A sample variance is a measure of the spread of data points around the sample mean, and can be illustrated with a specific example.
Calculating Sample Variance
Here's how the sample variance is calculated and an example using provided data:
Example Data Set:
Let's use the data set: 3, 21, 98, 17, and 9 from the reference.
Step 1: Calculate the Sample Mean
First, find the mean (average) of the data points.

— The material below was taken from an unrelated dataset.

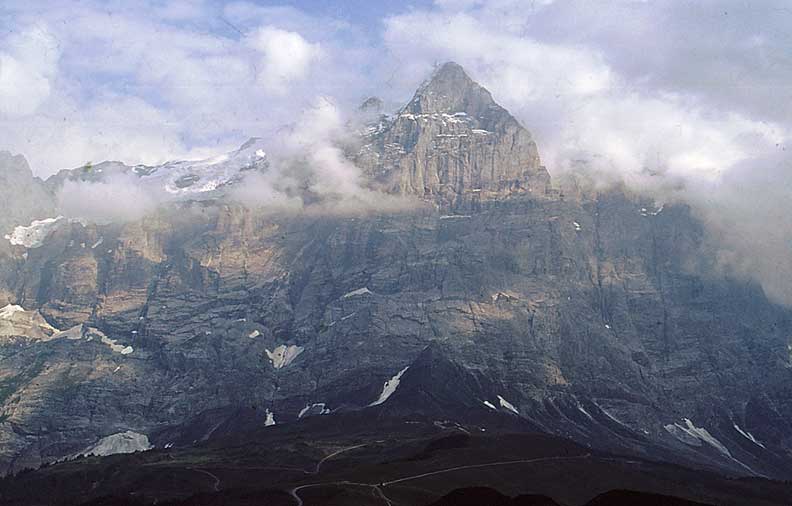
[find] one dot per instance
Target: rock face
(590, 318)
(454, 145)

- Sum of data points: 3 + 21 + 98 + 17 + 9 = 148
- Number of data points (n): 5
- Sample mean (x̄) = 148 / 5 = 29.6
Step 2: Calculate Deviations from the Mean
Next, subtract the sample mean from each data point.
- 3 - 29.6 = -26.6
- 21 - 29.6 = -8.6
- 98 - 29.6 = 68.4
- 17 - 29.6 = -12.6
- 9 - 29.6 = -20.6
Step 3: Square the Deviations
Now, square each of these deviations.
- (-26.6)^2 = 707.56
- (-8.6)^2 = 73.96
- (68.4)^2 = 4678.56
- (-12.6)^2 = 158.76
- (-20.6)^2 = 424.36
Step 4: Sum of the Squared Deviations
Add all the squared deviations together:
- 707.56 + 73.96 + 4678.56 + 158.76 + 424.36 = 6043.2
Step 5: Divide by (n-1)
Finally, divide the sum of the squared deviations by (n-1), where n is the number of data points. In this case, n=5 so (n-1) = 4
- Sample variance (s^2) = 6043.2 / (5 - 1) = 6043.2 / 4 = 1510.8
Result
The calculated sample variance for this dataset is 1510.8
Understanding Sample Variance
The sample variance is an essential concept in statistics. It helps to determine how spread out data is, using the sample mean as a reference. A higher sample variance means that the data points are more scattered around the mean, while a lower variance indicates that the data points are closer to the mean. Sample variance is used for sample data, whereas population variance is used for the population.